After vowing to return to try executive chef Kevin Fink's dinner menu, we ventured north on Rainey Street on foot, to the swanky Hotel Van Zandt's music venue-restaurant-and-bar, Geraldine's. The temperature was finally starting to drop, and we had hot drinks on the brain. Elevator doors opened to a large, intimately lit dining room, and the host directed us to the Writer's Lounge, a cozy space of dark leather and brass horn-section lighting fixtures. We picked a corner overlooking Downtown's iconic Frost Tower and ordered two hot toddies (Maker's Mark and a clove-studded orange peel came standard). Houstonite Thomas Csorba's Americana filled the entire floor, echoes of Townes himself present in the soulful music coming from the stage.

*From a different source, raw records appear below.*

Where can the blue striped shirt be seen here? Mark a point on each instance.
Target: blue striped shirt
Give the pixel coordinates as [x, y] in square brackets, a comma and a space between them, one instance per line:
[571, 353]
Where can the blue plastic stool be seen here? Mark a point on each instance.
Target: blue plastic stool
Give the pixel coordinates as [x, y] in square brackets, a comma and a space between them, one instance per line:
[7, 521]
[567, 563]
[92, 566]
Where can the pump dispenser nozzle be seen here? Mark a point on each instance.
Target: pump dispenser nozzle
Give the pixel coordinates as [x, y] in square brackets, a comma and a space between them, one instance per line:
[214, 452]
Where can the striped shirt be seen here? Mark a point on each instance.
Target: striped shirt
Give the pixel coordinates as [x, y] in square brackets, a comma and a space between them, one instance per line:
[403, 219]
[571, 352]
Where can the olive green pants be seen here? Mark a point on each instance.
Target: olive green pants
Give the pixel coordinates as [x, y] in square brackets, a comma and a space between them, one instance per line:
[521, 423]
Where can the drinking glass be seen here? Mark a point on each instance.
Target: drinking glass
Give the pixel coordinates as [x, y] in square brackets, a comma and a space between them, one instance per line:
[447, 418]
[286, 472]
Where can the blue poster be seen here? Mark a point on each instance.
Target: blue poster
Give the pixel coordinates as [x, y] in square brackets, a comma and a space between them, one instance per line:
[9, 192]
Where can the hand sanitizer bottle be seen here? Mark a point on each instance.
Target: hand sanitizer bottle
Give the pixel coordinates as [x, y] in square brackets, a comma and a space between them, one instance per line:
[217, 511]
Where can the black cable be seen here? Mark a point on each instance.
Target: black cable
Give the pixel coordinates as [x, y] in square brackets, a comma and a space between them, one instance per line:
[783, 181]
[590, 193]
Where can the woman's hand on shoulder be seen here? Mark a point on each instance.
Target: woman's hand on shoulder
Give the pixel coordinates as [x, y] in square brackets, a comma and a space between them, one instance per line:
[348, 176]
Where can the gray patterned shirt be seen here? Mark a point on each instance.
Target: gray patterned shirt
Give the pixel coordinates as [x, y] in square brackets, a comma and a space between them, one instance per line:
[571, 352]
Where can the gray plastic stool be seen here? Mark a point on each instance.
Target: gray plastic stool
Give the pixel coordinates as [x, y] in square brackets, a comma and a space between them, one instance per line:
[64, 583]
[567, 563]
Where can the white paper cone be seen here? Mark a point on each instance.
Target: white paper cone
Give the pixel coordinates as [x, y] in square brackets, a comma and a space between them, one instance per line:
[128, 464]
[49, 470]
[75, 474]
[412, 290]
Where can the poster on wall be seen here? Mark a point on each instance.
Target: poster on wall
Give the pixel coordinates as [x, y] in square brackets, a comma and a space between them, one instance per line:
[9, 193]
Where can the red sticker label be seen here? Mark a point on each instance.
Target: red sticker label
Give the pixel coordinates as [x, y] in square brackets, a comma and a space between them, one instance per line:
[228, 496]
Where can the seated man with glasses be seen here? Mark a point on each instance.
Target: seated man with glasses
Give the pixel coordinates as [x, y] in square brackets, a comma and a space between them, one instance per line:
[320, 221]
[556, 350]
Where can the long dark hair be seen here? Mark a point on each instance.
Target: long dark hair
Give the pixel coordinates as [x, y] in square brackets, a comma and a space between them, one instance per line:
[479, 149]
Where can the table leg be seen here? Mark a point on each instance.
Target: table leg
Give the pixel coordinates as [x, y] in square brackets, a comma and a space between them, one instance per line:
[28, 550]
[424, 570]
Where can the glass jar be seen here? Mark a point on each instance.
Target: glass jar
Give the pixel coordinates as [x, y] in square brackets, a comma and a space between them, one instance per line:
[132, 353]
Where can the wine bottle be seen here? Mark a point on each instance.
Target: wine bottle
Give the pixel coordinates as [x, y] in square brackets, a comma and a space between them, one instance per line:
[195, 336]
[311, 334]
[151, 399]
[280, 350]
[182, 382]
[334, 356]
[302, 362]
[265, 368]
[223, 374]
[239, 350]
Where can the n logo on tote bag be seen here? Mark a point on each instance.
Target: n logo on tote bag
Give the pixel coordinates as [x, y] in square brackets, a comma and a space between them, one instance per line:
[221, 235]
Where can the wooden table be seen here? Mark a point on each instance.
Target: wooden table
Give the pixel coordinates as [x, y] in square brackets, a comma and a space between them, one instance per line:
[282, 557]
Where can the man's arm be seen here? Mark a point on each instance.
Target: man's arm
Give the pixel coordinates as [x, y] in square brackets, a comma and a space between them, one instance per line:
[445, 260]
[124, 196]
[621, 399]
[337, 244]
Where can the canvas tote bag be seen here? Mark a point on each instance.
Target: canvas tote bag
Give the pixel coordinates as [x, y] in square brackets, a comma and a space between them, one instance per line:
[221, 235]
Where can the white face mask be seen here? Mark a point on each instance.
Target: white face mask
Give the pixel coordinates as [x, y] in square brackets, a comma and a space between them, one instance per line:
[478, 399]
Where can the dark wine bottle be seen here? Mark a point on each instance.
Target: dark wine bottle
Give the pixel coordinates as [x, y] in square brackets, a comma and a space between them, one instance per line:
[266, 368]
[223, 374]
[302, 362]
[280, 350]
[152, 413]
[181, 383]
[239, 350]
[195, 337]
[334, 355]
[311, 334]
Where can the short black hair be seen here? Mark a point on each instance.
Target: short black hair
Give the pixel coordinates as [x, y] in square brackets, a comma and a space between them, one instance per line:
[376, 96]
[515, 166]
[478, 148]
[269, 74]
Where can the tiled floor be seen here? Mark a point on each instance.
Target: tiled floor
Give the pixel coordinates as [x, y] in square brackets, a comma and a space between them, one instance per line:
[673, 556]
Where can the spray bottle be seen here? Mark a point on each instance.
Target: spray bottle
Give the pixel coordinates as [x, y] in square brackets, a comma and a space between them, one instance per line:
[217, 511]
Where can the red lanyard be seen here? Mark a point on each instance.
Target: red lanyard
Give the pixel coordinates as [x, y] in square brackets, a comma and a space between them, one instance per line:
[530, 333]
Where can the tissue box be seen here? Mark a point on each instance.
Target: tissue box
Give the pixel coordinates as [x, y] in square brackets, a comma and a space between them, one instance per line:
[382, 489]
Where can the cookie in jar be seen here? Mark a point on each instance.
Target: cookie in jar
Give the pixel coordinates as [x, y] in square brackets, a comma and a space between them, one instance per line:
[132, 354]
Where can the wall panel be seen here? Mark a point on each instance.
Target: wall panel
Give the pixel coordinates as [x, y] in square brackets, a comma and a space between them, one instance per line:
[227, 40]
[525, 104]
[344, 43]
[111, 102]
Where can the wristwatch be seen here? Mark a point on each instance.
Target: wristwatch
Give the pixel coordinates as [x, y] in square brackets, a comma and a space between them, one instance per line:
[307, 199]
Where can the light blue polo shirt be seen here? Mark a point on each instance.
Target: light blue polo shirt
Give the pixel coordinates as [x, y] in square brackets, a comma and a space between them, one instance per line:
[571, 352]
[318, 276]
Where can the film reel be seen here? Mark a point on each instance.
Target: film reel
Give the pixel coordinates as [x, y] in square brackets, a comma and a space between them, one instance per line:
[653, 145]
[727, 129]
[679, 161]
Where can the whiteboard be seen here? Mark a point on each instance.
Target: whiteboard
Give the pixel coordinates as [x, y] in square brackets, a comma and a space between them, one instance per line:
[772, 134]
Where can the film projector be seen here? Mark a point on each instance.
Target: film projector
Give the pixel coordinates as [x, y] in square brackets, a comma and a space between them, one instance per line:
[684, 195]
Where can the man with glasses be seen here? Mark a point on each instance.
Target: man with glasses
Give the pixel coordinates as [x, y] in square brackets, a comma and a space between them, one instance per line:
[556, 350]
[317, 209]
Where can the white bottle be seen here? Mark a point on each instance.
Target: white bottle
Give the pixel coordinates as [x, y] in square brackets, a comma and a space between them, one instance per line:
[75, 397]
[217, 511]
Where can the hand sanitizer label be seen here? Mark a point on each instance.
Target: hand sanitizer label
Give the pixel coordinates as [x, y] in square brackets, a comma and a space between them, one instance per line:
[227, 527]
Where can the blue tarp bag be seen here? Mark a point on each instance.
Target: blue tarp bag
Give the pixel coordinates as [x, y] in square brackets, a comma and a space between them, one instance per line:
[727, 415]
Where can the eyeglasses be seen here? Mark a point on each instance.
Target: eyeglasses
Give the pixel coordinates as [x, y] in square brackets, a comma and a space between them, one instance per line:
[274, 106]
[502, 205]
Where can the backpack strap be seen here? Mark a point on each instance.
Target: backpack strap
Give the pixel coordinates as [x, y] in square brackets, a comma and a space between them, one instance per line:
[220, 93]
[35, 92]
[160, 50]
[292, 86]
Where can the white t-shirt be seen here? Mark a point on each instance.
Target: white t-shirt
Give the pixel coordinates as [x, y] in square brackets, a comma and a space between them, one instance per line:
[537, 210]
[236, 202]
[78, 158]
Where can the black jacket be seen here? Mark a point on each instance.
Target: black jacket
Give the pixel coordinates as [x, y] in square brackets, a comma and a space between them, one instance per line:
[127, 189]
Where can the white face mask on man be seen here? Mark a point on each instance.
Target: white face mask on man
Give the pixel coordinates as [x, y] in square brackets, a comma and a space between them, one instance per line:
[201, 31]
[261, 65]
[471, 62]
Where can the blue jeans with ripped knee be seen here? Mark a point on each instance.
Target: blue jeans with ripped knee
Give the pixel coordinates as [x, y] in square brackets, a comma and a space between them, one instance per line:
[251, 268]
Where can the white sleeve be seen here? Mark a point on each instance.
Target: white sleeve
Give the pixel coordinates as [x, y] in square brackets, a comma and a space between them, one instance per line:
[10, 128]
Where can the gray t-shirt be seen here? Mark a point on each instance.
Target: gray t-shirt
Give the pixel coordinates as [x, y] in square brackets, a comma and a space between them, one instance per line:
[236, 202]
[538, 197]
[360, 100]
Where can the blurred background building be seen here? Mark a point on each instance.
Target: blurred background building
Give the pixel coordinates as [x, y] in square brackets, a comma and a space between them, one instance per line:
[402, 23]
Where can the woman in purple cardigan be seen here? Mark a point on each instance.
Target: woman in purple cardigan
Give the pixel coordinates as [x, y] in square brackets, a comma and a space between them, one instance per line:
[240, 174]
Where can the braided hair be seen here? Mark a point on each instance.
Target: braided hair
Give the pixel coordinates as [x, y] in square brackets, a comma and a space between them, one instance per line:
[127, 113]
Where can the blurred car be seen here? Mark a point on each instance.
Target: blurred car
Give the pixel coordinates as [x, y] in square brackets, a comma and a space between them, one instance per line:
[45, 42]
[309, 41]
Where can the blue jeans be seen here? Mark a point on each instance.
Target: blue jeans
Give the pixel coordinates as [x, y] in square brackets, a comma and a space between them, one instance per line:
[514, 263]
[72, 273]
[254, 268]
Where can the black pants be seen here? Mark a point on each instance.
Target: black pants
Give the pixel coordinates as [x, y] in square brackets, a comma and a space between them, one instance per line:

Bar manager Jennifer Keyser tells us she is working on a full toddy menu that will include luxuries like a boozy hot chocolate with Branca Menta and Averna, a hot cider with brandy and cinnamon syrup, and several other classic toddy variations. With live music seven nights a week (last week's "menu" featured Ben Ballinger and Emily Wolfe, among other local favorites), this isn't just a spot for out-of-town hotel guests. We recommend it for a nightcap after an ice cream sammie around the corner, and hopefully the desserts and drinks are the only thing hot-and-cold about your date.